18、人族じゃないってバレた!?

「ひゃ――」


 小さくあえいで、俺は手で耳を隠そうとした。その手をクリスティーナ様がつかむ。


「さっき手をつないだとき確信したわ。あなたは遠い土地から来たのだろうなって」


 人族じゃないってバレたら、どうなるんだ!? いや、男だと知られなければ大丈夫なのか!?

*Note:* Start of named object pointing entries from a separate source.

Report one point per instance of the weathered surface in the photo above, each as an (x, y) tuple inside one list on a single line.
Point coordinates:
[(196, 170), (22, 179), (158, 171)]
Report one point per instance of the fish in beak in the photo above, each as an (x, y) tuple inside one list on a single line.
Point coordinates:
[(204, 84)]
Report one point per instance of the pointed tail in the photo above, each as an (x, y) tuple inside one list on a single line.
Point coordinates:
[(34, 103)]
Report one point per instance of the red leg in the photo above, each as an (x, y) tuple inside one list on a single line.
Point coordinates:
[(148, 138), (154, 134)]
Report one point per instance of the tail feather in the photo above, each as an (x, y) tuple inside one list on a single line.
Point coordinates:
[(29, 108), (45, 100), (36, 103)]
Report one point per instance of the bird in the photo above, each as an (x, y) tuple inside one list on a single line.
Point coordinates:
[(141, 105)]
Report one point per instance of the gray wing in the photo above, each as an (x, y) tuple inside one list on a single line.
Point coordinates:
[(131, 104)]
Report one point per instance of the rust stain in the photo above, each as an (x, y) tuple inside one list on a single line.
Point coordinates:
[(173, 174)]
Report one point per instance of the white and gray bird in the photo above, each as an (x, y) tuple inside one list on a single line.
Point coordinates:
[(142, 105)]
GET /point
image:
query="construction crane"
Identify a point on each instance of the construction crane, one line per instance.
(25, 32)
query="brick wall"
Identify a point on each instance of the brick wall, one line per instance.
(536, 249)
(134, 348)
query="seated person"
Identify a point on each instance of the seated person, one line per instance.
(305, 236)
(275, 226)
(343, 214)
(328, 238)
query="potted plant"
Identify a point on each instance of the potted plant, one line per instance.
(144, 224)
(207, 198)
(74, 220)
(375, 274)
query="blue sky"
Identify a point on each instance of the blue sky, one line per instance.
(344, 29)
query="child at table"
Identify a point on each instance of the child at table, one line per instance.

「そんなおびえた顔をしないで。私はただ、あなたのことをもっと知りたいだけなの」


 クリスティーナ様が指の背で、俺の頬にそっと触れた。


「ふふ、やわらかい」


 ないしょ話をするかのように、秘密めいたささやきが鼓膜をくすぐる。


「お化粧しているのね。肌の色を隠すため?」


 あーこれはもうバレバレですなぁ。竜人族の耳を見られたらアウトだよな、そりゃ。しかも耳までファンデーション塗ってなかったと思うし。


「申し訳ありません」


 俺は震える声で謝った。


「申し訳ないのではなくて、勿体ないのよ」


 彼女は寂しそうにほほ笑んだ。


「一人一人みんな違うから美しいの。まるで楽器のようじゃない?」


 お、また音楽の話に脱線したぞ。


「ひとつの楽器しかなかったら、協奏曲コンチェルトは味気ないものになってしまうわ。異なる楽器同士が生み出すハーモニーこそがいろどりなのよ」


 それはそうですね。うなずくだけで精一杯の俺を気にせず、


「リコーダーの牧歌的な旋律、オーボエの涙を誘う音色、フルートが奏でる小鳥のさえずり――どれが一番か選ぶことなんて不可能だわ」


 なんでこんなに木管楽器しなんだろう、と思っていると今度は、


「このチェンバロはね、一番最近作らせた子で、帝都の職人さんに依頼したの」


 愛おしそうに木の鍵盤をなでる。


「私は名楽器職人の噂を聞くたびに楽器制作をお願いするんだけど、どの子もみんな音色が違うのよ。弾き心地も異なるし、見た目だけじゃなく全て違うわ」


「この楽器は白くて綺麗ですよね」


 俺は思ったままを言った。白地に色とりどりの花々が描かれた可憐なチェンバロは、その若々しい音色にぴったりだ。


「でしょう?」


 彼女は勝ち誇ったような笑みを浮かべて、俺を見た。


「次来るときは、素顔を見せてちょうだい」


「――はい」


 俺は目を伏せた。今ここで化粧を落とせとか言わないあたり、やっぱり育ちの良い人らしい気遣いを感じる。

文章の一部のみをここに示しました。